Our method could also enhance the image quality of low-dose SPECT images for both shortening the scan time and reducing the amounts of injected radionuclides, resulting in the reduction of received signals for SPECT scanners, which is the direct factor affecting SPECT image quality. Ramon et al. [32] evaluated the diagnostic accuracy of CNN-enhanced low-dose MPI-SPECT image and draw a conclusion that DL denoising can achieve additional dose reduction without sacrificing the diagnostic accuracy in SPECT-MPI compared with iteration algorithms.

One limitation of our study is that our method is tested on a single SPECT/CT system, single contrast agent and the same imaging reconstruction method. Further, we did not study the impact on image quality in special patient groups such as obese patients, young or old patients and patients with other metabolic diseases.
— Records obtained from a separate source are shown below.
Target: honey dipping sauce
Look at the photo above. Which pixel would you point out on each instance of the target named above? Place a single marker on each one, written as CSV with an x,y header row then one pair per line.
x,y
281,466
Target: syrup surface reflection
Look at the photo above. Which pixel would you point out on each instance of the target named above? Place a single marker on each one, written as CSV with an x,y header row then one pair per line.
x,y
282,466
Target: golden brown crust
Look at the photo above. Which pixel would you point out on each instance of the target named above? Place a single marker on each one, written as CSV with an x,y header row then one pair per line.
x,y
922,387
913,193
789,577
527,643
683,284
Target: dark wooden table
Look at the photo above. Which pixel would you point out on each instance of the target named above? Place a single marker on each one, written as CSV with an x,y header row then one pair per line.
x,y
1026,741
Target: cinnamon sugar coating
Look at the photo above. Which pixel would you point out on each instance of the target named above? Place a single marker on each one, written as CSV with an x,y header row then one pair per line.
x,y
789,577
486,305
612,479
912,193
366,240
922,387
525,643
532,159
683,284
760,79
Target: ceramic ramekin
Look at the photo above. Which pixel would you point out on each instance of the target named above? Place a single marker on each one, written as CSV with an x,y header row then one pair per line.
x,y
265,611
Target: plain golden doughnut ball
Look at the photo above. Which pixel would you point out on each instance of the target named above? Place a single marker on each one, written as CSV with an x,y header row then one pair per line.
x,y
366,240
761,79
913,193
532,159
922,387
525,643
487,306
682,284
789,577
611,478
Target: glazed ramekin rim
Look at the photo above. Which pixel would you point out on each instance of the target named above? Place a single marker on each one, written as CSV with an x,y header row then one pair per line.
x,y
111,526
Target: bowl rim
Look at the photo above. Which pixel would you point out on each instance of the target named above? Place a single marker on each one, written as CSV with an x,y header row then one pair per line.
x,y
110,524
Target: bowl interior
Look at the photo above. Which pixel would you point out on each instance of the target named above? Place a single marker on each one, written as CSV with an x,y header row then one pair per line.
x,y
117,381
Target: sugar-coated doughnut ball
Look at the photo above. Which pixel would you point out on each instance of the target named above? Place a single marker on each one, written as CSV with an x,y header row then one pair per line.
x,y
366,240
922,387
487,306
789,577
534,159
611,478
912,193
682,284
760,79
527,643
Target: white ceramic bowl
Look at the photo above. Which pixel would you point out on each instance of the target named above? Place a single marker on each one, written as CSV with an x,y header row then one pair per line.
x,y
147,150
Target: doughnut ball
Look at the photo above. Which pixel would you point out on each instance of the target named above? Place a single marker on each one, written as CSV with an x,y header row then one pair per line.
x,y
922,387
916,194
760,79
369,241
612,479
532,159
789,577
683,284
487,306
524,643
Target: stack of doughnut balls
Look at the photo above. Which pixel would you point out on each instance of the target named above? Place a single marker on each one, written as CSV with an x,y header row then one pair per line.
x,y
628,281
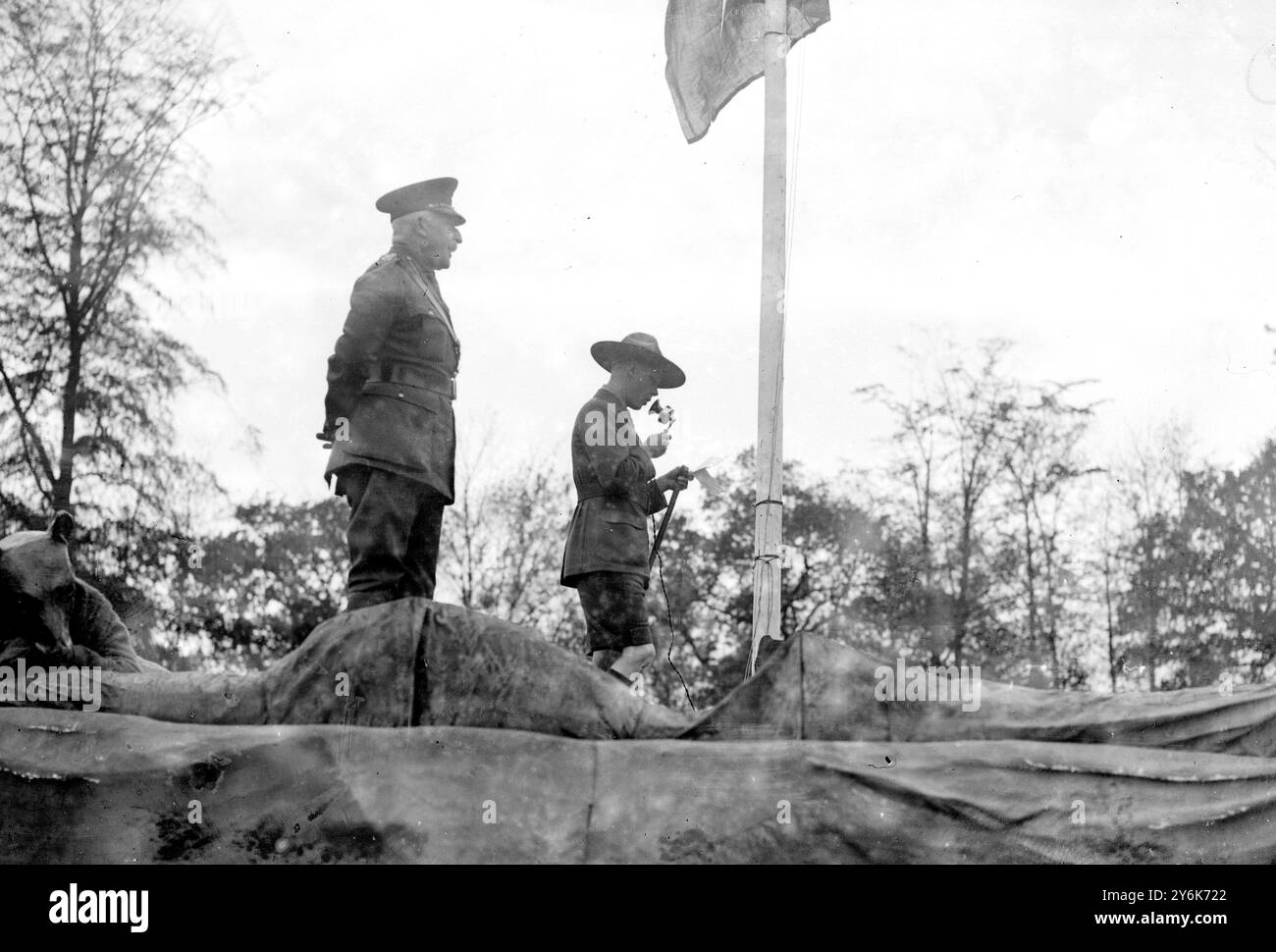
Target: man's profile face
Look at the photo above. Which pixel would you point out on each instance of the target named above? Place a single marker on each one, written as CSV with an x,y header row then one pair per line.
x,y
642,386
437,238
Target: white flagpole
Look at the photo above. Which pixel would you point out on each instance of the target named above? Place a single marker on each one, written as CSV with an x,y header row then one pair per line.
x,y
771,373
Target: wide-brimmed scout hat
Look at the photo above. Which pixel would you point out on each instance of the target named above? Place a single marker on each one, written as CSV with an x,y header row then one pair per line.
x,y
432,194
642,347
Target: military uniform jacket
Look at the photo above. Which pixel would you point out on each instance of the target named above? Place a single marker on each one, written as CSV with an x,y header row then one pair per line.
x,y
391,377
615,489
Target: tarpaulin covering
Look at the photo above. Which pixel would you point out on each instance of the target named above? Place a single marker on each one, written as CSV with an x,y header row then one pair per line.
x,y
116,789
400,663
815,688
416,731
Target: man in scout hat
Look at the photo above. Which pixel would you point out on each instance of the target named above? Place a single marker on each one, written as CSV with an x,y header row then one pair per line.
x,y
608,541
388,410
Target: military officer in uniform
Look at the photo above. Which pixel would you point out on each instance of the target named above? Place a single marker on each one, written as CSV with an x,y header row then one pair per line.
x,y
388,408
608,543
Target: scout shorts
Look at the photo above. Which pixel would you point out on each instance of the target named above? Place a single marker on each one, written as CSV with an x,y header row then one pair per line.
x,y
615,610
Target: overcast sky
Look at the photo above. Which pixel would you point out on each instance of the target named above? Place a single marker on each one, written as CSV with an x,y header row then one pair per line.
x,y
1092,180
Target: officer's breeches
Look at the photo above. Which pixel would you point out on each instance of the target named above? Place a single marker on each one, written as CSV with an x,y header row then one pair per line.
x,y
394,536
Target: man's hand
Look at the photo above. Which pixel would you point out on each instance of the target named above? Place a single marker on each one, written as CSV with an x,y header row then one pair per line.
x,y
675,479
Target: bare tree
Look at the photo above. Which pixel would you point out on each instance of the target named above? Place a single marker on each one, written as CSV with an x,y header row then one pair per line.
x,y
1041,462
503,543
96,100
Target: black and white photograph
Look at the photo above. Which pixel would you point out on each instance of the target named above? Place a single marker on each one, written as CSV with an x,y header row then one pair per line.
x,y
565,433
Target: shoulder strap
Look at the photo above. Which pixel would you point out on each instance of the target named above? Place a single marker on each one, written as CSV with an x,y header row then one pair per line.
x,y
409,268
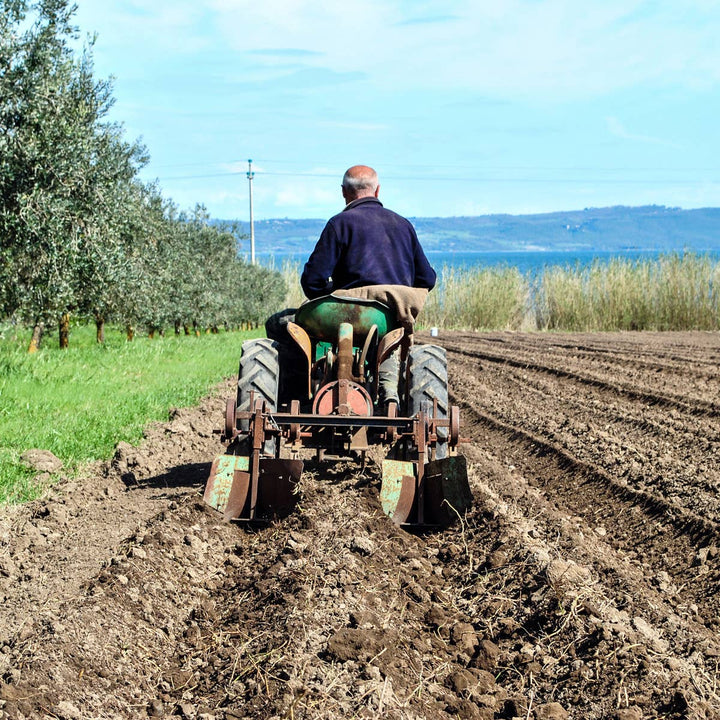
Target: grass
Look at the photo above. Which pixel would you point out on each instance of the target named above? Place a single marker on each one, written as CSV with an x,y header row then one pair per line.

Nevertheless, this is the first study to evaluate the performance of deep learning method on fast bone SPECT using clinical data. Further study in a larger population is required to explore the optimum weights for different parts of the total loss and cut off the extra channels in the network to speed up the calculation. We believe this method could also be applied to greatly reducing injection dose if further validated.

Conclusion

In this paper, we focus on the synthesis of standard SPECT from a ultra fast SPECT scan with only 1/7 scan time. We propose to apply a novel U2-Net-based framework that aggregates features from both fast SPECT scan and corresponding CT image as well as extract both local and global information from multi-scale features. We demonstrated the proposed method  was able to achieve an acquisition time reduction by 7 times. The comprehensive results showed the proposed method can yield significant image quality improvement both in the noise level, anatomical structure clearness and SUV accuracy which enables application in real clinical settings.